Extract Structured Data

Context.dev’s Extract API takes a starting URL and a JSON Schema describing the data you want, crawls the most relevant pages on the site (following internal links and parsing PDFs along the way), and returns a typed response matching your schema. It’s an alternative to an entire pipeline that scrapes multiple pages into markdown and runs an LLM over it.

Integrate Context.dev's Extract API in your app

Open in Cursor

Prerequisites

A Context.dev API key. Sign up at context.dev/signup, copy the key from the dashboard (prefix ctxt_secret_), and export it:
export CONTEXT_DEV_API_KEY="ctxt_secret_..."

An SDK (optional). Install for your language, or skip the install and call directly with curl:

npm install context.dev

pip install context.dev

gem install context.dev

go get github.com/context-dot-dev/context-go-sdk

composer require context-dev/context-dev-php

Extract data

You describe the result you want as one JSON Schema. Property names become the keys of the response’s data object, and each property’s description tells the model what to look for:

curl -X POST https://api.context.dev/v1/web/extract \
  -H "Authorization: Bearer $CONTEXT_DEV_API_KEY" \
  -H "Content-Type: application/json" \
  -d '{
    "url": "https://stripe.com",
    "schema": {
      "type": "object",
      "properties": {
        "founded_year": {
          "type": "number",
          "description": "The year the company was founded."
        }
      },
      "required": ["founded_year"],
      "additionalProperties": false
    }
  }'

import ContextDev from "context.dev";

const client = new ContextDev({ apiKey: process.env.CONTEXT_DEV_API_KEY });

const response = await client.web.extract({
  url: "https://stripe.com",
  schema: {
    type: "object",
    properties: {
      founded_year: {
        type: "number",
        description: "The year the company was founded.",
      },
    },
    required: ["founded_year"],
    additionalProperties: false,
  },
});

console.log(response.data);

import os
from context.dev import ContextDev

client = ContextDev(api_key=os.environ["CONTEXT_DEV_API_KEY"])

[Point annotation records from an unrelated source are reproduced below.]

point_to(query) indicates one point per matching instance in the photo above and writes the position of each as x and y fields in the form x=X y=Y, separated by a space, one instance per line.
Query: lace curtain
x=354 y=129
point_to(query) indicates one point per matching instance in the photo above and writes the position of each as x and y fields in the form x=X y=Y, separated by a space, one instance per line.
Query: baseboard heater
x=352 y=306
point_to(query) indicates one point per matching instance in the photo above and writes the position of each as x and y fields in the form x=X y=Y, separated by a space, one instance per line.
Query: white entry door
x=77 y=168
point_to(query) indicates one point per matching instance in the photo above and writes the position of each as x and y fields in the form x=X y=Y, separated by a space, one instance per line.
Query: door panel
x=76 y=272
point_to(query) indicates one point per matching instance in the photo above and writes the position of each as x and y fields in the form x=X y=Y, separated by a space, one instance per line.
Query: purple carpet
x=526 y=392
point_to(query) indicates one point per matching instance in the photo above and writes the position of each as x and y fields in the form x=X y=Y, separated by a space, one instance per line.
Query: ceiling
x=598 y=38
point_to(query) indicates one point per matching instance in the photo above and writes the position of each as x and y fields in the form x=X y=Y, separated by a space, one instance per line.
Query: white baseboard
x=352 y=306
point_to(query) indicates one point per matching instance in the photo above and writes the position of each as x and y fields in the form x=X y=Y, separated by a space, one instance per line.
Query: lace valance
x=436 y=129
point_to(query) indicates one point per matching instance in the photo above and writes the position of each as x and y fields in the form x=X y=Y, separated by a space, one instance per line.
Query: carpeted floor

response = client.web.extract(
    url="https://stripe.com",
    schema={
        "type": "object",
        "properties": {
            "founded_year": {
                "type": "number",
                "description": "The year the company was founded.",
            }
        },
        "required": ["founded_year"],
        "additionalProperties": False,
    },
)

print(response.data)

require "context_dev"

client = ContextDev::Client.new(api_key: ENV.fetch("CONTEXT_DEV_API_KEY"))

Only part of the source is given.